Introduction
DeepSeek-R1 is a Mixture-of-Experts (MoE) large language model developed by DeepSeek, featuring 671B total parameters
with 37B active parameters. It employs Multi-head Latent Attention (MLA) and DeepSeekMoE architecture, with built-in
multi-token prediction (MTP) for speculative decoding. The model excels at reasoning, math, and code tasks through
reinforcement learning-based training.
This document demonstrates the deployment of DeepSeek-R1 on Ascend NPUs using SGLang, including single-node PD mixed
mode, multi-node PD disaggregation mode, feature configuration, and performance optimization.
This document is validated and written based on SGLang v0.5.13. The current model (DeepSeek-R1) is fully supported in
this version. To use the latest features (e.g., PD disaggregation, speculative decoding), it is recommended to use
v0.5.13 or a later version.
Supported features
| Feature | Example usage |
|---|
| Tensor Parallelism | --tp-size 16 |
| Data Parallelism | --dp-size 16 |
| Expert Parallelism | --ep-size 16 \
--moe-a2a-backend deepep \
--deepep-mode auto |
| PD Disaggregation | --disaggregation-mode prefill \
--disaggregation-transfer-backend ascend |
| Quantization | --quantization modelslim |
| NPU Graph | enabled by default; disable with --disable-cuda-graph; control range via --cuda-graph-bs or --cuda-graph-max-bs; e.g. --cuda-graph-bs 4 8 20 21 22 |
| Speculative Decoding | --speculative-algorithm NEXTN \
--speculative-num-steps 2 \
--speculative-eagle-topk 1 \
--speculative-num-draft-tokens 3 |
| Overlap Schedule | export SGLANG_ENABLE_OVERLAP_PLAN_STREAM=1 |
| DP LM Head | --enable-dp-lm-head |
| MLAPO | export SGLANG_NPU_USE_MLAPO=1 |
| Multistream MoE | export SGLANG_NPU_USE_MULTI_STREAM=1 |
| NZ Weight Format | export SGLANG_USE_FIA_NZ=1 |
The values in the Example usage column are for illustration only.
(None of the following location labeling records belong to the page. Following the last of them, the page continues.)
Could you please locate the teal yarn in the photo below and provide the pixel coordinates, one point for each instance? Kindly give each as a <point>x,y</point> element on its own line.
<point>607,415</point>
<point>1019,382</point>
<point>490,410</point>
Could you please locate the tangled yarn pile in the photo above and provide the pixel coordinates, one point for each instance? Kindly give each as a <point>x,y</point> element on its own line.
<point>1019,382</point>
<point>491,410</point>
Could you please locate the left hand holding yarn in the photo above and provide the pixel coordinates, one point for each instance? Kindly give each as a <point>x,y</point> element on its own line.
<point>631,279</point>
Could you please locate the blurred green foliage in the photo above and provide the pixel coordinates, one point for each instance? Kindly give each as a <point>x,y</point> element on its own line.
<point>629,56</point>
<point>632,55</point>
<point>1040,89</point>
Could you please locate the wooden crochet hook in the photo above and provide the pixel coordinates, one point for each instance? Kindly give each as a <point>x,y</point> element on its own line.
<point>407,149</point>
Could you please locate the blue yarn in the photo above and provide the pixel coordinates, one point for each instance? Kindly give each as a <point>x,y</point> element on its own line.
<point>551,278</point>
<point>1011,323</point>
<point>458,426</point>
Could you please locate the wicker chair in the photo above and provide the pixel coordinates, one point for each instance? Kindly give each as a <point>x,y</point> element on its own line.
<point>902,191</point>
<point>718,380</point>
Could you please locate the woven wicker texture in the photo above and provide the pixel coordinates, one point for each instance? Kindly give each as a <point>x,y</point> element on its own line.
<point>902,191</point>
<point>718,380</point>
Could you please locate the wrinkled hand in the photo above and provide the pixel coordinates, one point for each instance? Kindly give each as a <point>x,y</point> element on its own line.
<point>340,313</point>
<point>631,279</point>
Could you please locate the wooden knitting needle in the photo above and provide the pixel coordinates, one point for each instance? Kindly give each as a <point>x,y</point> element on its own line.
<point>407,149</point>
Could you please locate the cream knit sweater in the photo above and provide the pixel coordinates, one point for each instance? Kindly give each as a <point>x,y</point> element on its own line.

Adjust them according to your hardware, deployment
mode, and workload. For parameter details, see
Feature descriptions; for
recommended configurations for each deployment scenario, see Best practices.
For feature compatibility and conflict information between features,
see Feature Compatibility.
Prerequisites
Model weights
Before downloading model weights, check the model size to reserve enough disk space.
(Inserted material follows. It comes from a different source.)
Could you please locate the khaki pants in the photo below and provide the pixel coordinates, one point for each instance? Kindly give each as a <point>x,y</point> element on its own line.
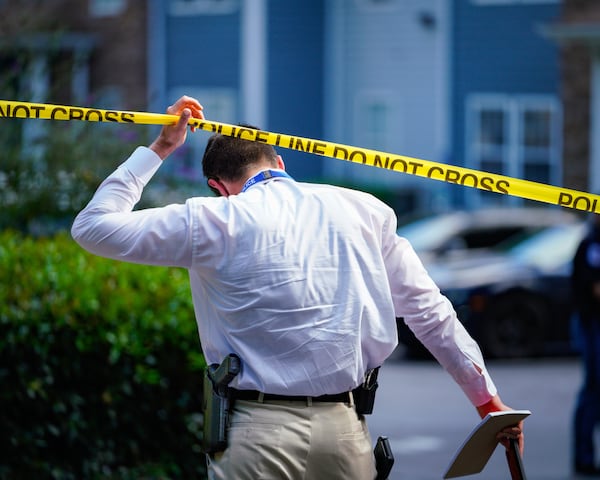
<point>280,440</point>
Ensure the available device memory exceeds the model weight size before deployment. For optimal throughput and latency,
refer to the best practice configurations which may require additional nodes or cards.
It is recommended to download the model weights to a shared directory across multiple nodes.
Installation
The Docker image requires at least 30 GB of free space. Ensure sufficient disk space before pulling images.
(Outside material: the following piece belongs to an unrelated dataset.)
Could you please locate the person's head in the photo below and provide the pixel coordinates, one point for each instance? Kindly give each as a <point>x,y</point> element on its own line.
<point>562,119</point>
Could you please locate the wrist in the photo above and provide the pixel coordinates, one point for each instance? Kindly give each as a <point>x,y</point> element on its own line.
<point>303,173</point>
The dependencies required for the NPU runtime environment have been integrated into a Docker image and uploaded to the
online platform. You can directly pull it.
Both stable releases and daily builds are available. The following command is based on the stable release tag.
For details, see Docker image versions.
Atlas 800I A3
Atlas 800I A2
docker pull quay.io/ascend/sglang:v0.5.13.post1-cann9.0.0-a3
docker run -itd --shm-size=16g --name ${NAME} \
--privileged=true --net=host \
-v /var/queue_schedule:/var/queue_schedule \
-v /etc/ascend_install.info:/etc/ascend_install.info \
-v /usr/local/sbin:/usr/local/sbin \
-v /usr/local/Ascend/driver:/usr/local/Ascend/driver \
-v /usr/local/Ascend/firmware:/usr/local/Ascend/firmware \
--device=/dev/davinci0:/dev/davinci0 \
--device=/dev/davinci1:/dev/davinci1 \
--device=/dev/davinci2:/dev/davinci2 \
--device=/dev/davinci3:/dev/davinci3 \
--device=/dev/davinci4:/dev/davinci4 \
--device=/dev/davinci5:/dev/davinci5 \
--device=/dev/davinci6:/dev/davinci6 \
--device=/dev/davinci7:/dev/davinci7 \
--device=/dev/davinci8:/dev/davinci8 \
--device=/dev/davinci9:/dev/davinci9 \
--device=/dev/davinci10:/dev/davinci10 \
--device=/dev/davinci11:/dev/davinci11 \
--device=/dev/davinci12:/dev/davinci12 \
--device=/dev/davinci13:/dev/davinci13 \
--device=/dev/davinci14:/dev/davinci14 \
--device=/dev/davinci15:/dev/davinci15 \
--device=/dev/davinci_manager:/dev/davinci_manager \
--device=/dev/hisi_hdc:/dev/hisi_hdc \
--entrypoint=bash \
quay.io/ascend/sglang:v0.5.13.post1-cann9.0.0-a3
docker pull quay.io/ascend/sglang:v0.5.13.post1-cann9.0.0-910b
docker run -itd --shm-size=16g --name ${NAME} \
--privileged=true --net=host \
-v /var/queue_schedule:/var/queue_schedule \
-v /etc/ascend_install.info:/etc/ascend_install.info \
-v /usr/local/sbin:/usr/local/sbin \
-v /usr/local/Ascend/driver:/usr/local/Ascend/driver \
-v /usr/local/Ascend/firmware:/usr/local/Ascend/firmware \
--device=/dev/davinci0:/dev/davinci0 \
--device=/dev/davinci1:/dev/davinci1 \
--device=/dev/davinci2:/dev/davinci2 \
--device=/dev/davinci3:/dev/davinci3 \
--device=/dev/davinci4:/dev/davinci4 \
--device=/dev/davinci5:/dev/davinci5 \
--device=/dev/davinci6:/dev/davinci6 \
--device=/dev/davinci7:/dev/davinci7 \
--device=/dev/davinci_manager:/dev/davinci_manager \
--device=/dev/hisi_hdc:/dev/hisi_hdc \
--entrypoint=bash \
quay.io/ascend/sglang:v0.5.13.post1-cann9.0.0-910b
- If the model weights have already been downloaded to a shared directory, use
-v to mount the model path into the
container, for example: -v /path/to/models:/models.
- Replace
${NAME} with your own container name or remove --name to use default name.
Online service deployment
Single-node online deployment
Single-node deployment completes both prefill and decode within the same node (PD mixed mode), suitable for scenarios
with limited hardware resources. This scenario is already covered in the best practice. For the complete, optimized
deployment commands and benchmark data, see
DeepSeek-R1 Best Practice — W4A8 8P PD Mixed On A3.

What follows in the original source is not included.